Global stock markets extended their gains on Tuesday as a strong rebound in semiconductor stocks boosted investor confidence, helping Wall Street futures move higher and sparking a broad rally across major Asian exchanges. Futures tied to the S&P 500 climbed 0.26%, while Nasdaq 100 futures gained 0.55%, signaling continued optimism following a technology-led recovery in U.S. markets.
The rally was particularly pronounced in Asia, where South Korea’s Kospi index surged an impressive 8.18% after suffering losses in the previous session. Japan’s Nikkei 225 also posted strong gains of more than 2%, closing above 65,400 points.
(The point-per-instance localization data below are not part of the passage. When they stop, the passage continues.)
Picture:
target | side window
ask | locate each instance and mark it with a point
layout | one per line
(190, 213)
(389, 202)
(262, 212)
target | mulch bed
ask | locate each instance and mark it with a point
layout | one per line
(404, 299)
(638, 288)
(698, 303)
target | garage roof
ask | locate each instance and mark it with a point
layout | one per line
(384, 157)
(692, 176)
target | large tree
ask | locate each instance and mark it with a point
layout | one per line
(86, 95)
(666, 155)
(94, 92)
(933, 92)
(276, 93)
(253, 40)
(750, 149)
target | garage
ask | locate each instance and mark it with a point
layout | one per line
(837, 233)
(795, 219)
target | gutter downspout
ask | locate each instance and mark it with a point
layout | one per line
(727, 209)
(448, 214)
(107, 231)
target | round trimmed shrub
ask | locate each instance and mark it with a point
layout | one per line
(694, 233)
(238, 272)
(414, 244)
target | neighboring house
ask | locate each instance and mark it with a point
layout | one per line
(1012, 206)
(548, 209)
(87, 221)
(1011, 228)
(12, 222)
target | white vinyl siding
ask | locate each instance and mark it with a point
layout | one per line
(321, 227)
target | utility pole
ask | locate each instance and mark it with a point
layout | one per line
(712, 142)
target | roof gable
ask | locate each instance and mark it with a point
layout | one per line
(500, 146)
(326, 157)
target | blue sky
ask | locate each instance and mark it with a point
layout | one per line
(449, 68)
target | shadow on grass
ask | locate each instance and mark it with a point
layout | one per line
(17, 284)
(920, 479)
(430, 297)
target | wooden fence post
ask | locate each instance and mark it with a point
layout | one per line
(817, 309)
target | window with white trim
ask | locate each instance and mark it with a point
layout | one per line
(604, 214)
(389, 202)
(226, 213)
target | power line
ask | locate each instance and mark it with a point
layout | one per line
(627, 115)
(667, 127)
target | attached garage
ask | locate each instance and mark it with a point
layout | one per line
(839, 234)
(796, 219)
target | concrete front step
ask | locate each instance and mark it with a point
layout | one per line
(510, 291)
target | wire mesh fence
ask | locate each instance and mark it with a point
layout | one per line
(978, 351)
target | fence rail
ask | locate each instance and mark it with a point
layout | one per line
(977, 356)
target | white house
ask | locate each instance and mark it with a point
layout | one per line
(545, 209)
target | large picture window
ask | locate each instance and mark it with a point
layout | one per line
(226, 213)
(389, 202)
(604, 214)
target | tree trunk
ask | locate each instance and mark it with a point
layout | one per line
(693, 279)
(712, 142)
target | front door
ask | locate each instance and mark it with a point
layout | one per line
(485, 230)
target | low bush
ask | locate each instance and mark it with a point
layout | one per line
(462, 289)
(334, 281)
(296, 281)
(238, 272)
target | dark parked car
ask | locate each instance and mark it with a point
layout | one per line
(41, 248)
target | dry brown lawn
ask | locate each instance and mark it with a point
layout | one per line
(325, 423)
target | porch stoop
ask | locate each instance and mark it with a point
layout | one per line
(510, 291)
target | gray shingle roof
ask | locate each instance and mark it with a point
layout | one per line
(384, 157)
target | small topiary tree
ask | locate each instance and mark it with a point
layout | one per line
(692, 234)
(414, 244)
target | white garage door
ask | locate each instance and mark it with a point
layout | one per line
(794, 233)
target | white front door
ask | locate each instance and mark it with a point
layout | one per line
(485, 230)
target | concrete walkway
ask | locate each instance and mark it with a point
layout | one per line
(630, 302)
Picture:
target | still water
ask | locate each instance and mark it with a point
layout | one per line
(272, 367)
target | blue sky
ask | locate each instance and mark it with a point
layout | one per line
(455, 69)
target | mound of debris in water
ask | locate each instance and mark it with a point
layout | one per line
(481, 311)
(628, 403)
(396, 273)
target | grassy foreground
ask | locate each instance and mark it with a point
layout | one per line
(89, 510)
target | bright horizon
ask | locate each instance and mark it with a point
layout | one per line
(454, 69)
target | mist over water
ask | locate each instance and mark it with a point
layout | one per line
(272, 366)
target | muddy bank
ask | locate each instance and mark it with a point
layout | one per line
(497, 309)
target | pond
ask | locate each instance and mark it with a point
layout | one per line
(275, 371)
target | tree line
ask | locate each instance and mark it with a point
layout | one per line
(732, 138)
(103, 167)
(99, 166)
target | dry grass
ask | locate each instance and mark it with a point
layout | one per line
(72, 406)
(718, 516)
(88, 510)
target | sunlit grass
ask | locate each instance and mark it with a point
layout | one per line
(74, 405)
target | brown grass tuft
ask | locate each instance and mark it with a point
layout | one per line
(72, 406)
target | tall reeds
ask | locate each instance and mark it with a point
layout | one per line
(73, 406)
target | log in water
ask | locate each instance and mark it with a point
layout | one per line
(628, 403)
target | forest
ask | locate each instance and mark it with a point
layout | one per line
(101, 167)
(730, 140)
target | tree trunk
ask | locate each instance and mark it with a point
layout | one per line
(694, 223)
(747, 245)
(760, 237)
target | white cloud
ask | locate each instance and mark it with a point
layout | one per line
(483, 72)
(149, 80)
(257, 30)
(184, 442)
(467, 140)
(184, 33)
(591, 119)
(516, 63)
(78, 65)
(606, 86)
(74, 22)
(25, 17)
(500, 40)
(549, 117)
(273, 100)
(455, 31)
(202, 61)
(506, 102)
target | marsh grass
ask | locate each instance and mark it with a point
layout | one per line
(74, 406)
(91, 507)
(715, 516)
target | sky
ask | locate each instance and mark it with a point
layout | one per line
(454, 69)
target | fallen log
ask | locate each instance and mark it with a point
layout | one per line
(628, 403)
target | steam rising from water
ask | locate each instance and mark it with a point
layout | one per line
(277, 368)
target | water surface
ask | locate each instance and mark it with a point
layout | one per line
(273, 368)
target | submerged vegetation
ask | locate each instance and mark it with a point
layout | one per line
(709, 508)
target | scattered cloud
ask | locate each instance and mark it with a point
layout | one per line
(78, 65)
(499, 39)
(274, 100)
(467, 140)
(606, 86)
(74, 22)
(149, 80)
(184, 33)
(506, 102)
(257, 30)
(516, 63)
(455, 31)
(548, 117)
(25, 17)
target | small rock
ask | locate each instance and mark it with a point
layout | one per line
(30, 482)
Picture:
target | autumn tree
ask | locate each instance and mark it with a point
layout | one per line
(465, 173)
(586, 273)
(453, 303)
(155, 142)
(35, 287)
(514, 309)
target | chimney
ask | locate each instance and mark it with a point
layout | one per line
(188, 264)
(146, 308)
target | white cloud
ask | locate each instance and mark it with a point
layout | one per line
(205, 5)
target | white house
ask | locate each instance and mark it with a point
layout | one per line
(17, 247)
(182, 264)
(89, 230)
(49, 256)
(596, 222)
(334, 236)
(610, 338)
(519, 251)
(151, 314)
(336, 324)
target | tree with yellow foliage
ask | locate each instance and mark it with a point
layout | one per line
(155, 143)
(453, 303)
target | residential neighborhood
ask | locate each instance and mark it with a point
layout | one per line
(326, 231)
Meanwhile, China’s CSI 300 advanced 1.87%, Hong Kong’s Hang Seng Index edged higher, and Australia’s benchmark S&P/ASX 200 slipped slightly, reflecting mixed regional sentiment.
On Wall Street, chipmakers and artificial intelligence-related stocks were the primary drivers of Monday’s market recovery. The S&P 500 rose 0.3%, while the tech-heavy Nasdaq Composite gained 0.86%, recovering part of last week’s losses. However, the Dow Jones Industrial Average moved in the opposite direction, falling 0.16% as investors remained selective amid ongoing economic and geopolitical uncertainties.
Despite the renewed enthusiasm surrounding AI and semiconductor companies, some market analysts warned that the rally may face challenges over the long term. Brian Kersmanc, portfolio manager at GQG Partners, questioned whether current valuations can be sustained, noting that rapid price increases in certain segments of the chip industry resemble commodity market booms that may eventually cool as supply catches up with demand.
Investors are also keeping a close eye on geopolitical developments in the Middle East. While Iran announced a halt to military strikes against Israel, tensions remain elevated after both sides exchanged warnings over potential future actions. Alongside these concerns, markets are awaiting key U.S. economic data and corporate earnings reports from major companies, which could provide fresh direction for global equities in the days ahead.